Woodhall, who won three medals in Tokyo in his Paralympic debut, visited the French capital with his then-fiancée Tara Davis, who placed sixth in the Tokyo Olympic long jump. Their Texas wedding was a month after the “Top Chef” filming.

“In Tokyo, we weren’t able to be there for each other,” said Woodhall, referring to COVID-19 travel restrictions for those Games not allowing spectators. “Paris is so exciting because we’ll both be able to really be in the moment and support each other through both the Olympic and Paralympic Games.”

McLaughlin-Levrone had husband Andre Levrone Jr., a former NFL practice squad wide receiver, by her side in Paris. Before “Top Chef,” she had a whirlwind spring and summer, getting married in May and then twice breaking her world record in the 400m hurdles. At the top of her sport, McLaughlin-Levrone had a decision to make in the fall and winter offseason: continue in the hurdles, where she has accomplished everything, or venture into another event, the 400m without hurdles, to test herself.

“That world record has stood for so long, and no one’s come even close to it,” she said of the flat 400m, and its 37-year-old world record, while in Paris. “So we definitely want to be able to try that and see what we can do there as well.”
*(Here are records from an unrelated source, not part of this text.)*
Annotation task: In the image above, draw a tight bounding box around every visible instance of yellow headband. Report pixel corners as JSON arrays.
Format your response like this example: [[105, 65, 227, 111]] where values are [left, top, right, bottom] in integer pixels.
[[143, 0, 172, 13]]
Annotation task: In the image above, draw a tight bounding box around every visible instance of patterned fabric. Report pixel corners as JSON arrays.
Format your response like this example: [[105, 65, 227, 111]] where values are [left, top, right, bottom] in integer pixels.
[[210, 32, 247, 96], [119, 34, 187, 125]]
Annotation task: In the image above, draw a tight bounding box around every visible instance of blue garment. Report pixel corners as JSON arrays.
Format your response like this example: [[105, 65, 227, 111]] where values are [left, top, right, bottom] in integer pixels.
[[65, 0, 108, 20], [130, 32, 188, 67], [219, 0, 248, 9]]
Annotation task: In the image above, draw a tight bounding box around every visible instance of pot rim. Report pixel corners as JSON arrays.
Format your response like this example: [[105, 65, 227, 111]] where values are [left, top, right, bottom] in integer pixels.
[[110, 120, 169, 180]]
Now, McLaughlin-Levrone is set to return to Paris next week for her first outdoor race since August. It will be a flat 400m. She also plans to race the 400m at the USA Track and Field Outdoor Championships in July, and possibly at August’s world championships in lieu of the hurdles.

Top Chef World All-Stars
Sydney McLaughlin-Levrone and cheftestant Sara Bradley meet after preparing their dishes during the “Top Chef” wall challenge. (Fred Jagueneau/Bravo)

The gymnast Lee became one of the unexpected golden stories of the Tokyo Games. After Simone Biles withdrew from the meet, the Hmong American from Minnesota seized the all-around title, the biggest prize in her sport.
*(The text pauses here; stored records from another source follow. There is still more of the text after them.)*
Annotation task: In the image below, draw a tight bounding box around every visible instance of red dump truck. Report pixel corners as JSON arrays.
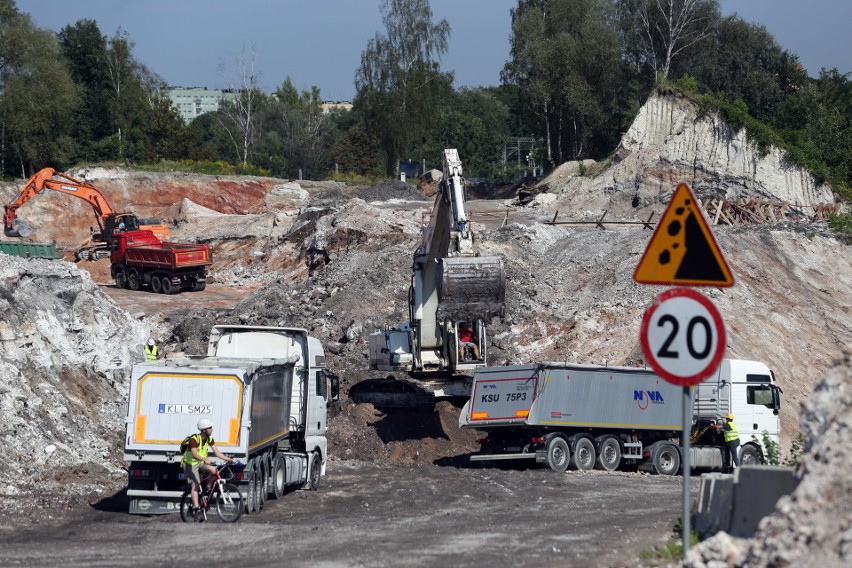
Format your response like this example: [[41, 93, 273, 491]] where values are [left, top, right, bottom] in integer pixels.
[[110, 231, 211, 294]]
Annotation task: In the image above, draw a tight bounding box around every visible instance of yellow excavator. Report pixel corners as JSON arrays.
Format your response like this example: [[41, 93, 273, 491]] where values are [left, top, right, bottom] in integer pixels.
[[3, 168, 169, 260], [358, 149, 506, 408]]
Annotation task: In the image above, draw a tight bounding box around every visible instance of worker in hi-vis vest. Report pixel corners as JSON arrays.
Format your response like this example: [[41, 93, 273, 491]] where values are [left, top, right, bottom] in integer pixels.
[[145, 339, 157, 361], [713, 413, 740, 469]]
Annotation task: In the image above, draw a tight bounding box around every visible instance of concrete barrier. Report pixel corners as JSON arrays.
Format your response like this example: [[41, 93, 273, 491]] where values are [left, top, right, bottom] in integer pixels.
[[693, 465, 799, 538]]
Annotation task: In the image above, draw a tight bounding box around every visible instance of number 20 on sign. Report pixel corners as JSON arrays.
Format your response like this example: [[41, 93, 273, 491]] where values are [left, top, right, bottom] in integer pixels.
[[640, 288, 725, 386]]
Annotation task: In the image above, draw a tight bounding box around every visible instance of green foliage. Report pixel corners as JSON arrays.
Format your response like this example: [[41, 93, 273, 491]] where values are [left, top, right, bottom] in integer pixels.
[[752, 430, 804, 467], [674, 73, 698, 93], [828, 213, 852, 245], [134, 160, 271, 177], [326, 172, 387, 186], [355, 0, 453, 175]]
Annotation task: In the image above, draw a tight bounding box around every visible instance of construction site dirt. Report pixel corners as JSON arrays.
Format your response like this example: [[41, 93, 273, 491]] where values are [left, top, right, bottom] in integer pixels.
[[0, 459, 682, 567]]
She hasn’t performed in international gymnastics since. Lee matriculated at Auburn and competed for the Tigers. But NCAA gymnastics involves different routines, competitions and scoring than Olympic gymnastics. It’s such a contrast that, traditionally, joining a college team has often meant retirement from the Olympic level.

The afternoon before the “Top Chef” filming, Lee walked inside the Accor Arena in the Bercy neighborhood, the site of the 2024 Olympic gymnastics events. A competition was taking place that included the Brazilian who took silver behind Lee in Tokyo.

“I am a little nervous to get back out on the bigger stage,” Lee said then. “Going to that meet actually was really important to me because I think I needed the help of re-motivating myself and seeing what I’m getting back into, watching the competition, just getting used to that atmosphere again.”

Two months after that experience, Lee announced she would leave Auburn after her sophomore year to return to elite training for a 2024 Paris Olympic bid.

The “Top Chef” integration helps launch summer Paris Games-related fanfare, including national and world championships in many Olympic and Paralympic sports and events to mark the one-year-out dates from the Opening Ceremonies (July 26 for the Olympics, Aug. 28 for the Paralympics).

“Top Chef,” in its 20th season, previously featured Olympians before the 2018 PyeongChang Winter Games and then again before Tokyo. Host Padma Lakshmi noticed a common trait.

“Their attention to detail is extraordinary,” she said. “Having that Olympic training, and really listening to what your coaches want, and what the parameters of the contest is, is something that they’re skilled at doing day in and day out.”